What would happen if the “cloud” disappeared? What if Mr. Smith’s data was on that failed server? The convenience of being able to pop a USB drive into a computer is a priceless object that can seldom overcome the beauty of the “cloud” when there is not an internet connection. Having his music disks within his grasp, video games on his shelf and old Blu-Ray disks in his exquisite video carousel makes Mr. Smith a little bit more relaxed.
Many hard-copy media outlets employ similar precautions to that of DLC. Examples include Microsoft’s Word that can be purchased in the form of a disk and can be installed on a single computer. Additionally, their software requires a long serial number. DLC is certainly nice, but hard-copy media works just as well.
Many good things come from hard-copy materials. Most items can be resold at music stores, game shops, or other buy-and-sell retailers. Politicians should examine the good behind hard-copy materials before trying to enact online privacy bills.

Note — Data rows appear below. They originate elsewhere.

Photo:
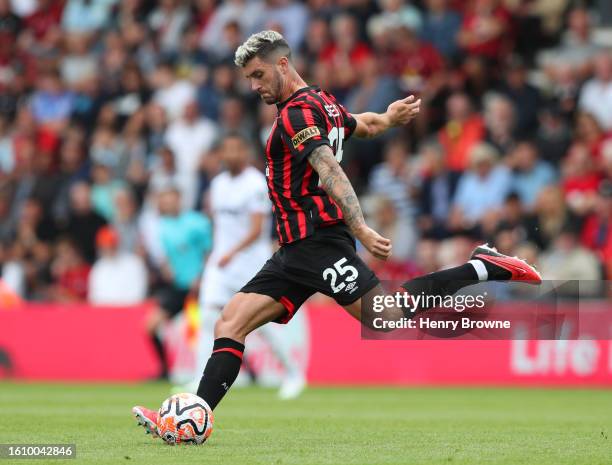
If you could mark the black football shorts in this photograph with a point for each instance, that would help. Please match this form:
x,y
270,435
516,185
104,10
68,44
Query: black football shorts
x,y
325,262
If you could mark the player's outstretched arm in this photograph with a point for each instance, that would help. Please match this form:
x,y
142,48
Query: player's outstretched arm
x,y
398,113
336,184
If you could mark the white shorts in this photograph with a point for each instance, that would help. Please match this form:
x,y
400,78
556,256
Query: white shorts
x,y
218,287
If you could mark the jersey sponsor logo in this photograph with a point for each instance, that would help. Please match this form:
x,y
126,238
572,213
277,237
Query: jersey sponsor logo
x,y
304,135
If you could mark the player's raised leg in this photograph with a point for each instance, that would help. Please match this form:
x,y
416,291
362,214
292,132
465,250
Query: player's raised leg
x,y
243,314
485,264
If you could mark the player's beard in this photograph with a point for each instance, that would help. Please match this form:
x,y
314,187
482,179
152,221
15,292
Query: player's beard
x,y
275,90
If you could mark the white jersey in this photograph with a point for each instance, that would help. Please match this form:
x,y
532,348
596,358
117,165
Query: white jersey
x,y
233,199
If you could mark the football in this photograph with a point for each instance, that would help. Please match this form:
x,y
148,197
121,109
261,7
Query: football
x,y
185,419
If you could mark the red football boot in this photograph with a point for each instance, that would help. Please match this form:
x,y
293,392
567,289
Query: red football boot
x,y
147,419
503,267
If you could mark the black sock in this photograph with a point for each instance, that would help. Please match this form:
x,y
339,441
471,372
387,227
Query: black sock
x,y
161,354
441,283
221,370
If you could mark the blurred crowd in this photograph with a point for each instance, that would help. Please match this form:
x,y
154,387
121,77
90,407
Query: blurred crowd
x,y
113,113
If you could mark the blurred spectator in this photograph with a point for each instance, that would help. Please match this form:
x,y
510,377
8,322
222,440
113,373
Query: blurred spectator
x,y
567,259
579,179
163,170
70,273
215,89
7,153
245,12
86,16
416,64
577,47
125,220
185,238
52,104
395,179
171,93
386,220
289,17
12,273
463,130
83,223
589,132
437,192
551,215
485,29
553,136
440,27
596,95
234,119
78,63
500,122
525,97
190,138
530,174
597,232
167,22
344,54
481,190
103,190
398,13
112,270
375,91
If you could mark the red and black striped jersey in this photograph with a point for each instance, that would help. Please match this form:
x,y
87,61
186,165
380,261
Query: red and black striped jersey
x,y
306,120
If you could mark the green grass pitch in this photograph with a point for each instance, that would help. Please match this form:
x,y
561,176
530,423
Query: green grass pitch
x,y
325,426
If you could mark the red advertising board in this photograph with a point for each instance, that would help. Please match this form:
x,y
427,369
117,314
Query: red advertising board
x,y
50,342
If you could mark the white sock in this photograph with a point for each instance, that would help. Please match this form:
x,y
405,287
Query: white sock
x,y
481,270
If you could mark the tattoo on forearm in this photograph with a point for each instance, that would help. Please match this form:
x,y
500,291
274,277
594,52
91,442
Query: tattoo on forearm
x,y
337,185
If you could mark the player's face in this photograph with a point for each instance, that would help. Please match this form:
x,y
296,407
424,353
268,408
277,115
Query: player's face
x,y
265,79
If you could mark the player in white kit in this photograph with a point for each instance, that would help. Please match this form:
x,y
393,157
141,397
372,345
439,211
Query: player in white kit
x,y
241,214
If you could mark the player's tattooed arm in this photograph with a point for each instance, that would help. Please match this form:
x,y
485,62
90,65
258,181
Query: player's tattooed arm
x,y
336,184
398,113
339,188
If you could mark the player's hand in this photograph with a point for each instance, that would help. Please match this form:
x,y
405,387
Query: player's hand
x,y
403,111
223,261
377,245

For instance, Gamestop has a large business of buying games back and then selling them at a reduced price. In addition to that, Gamestop buys used electronics, such as iPads from consumers and refurbishes them. Obnoxious legislation, made to protect the product of the manufacturer, which prevents yard-sales and the resale of merchandise, is very over exaggerated and unneeded. Hard-copy materials create a very large industry that has shadowed the millennium-old concept of bartering.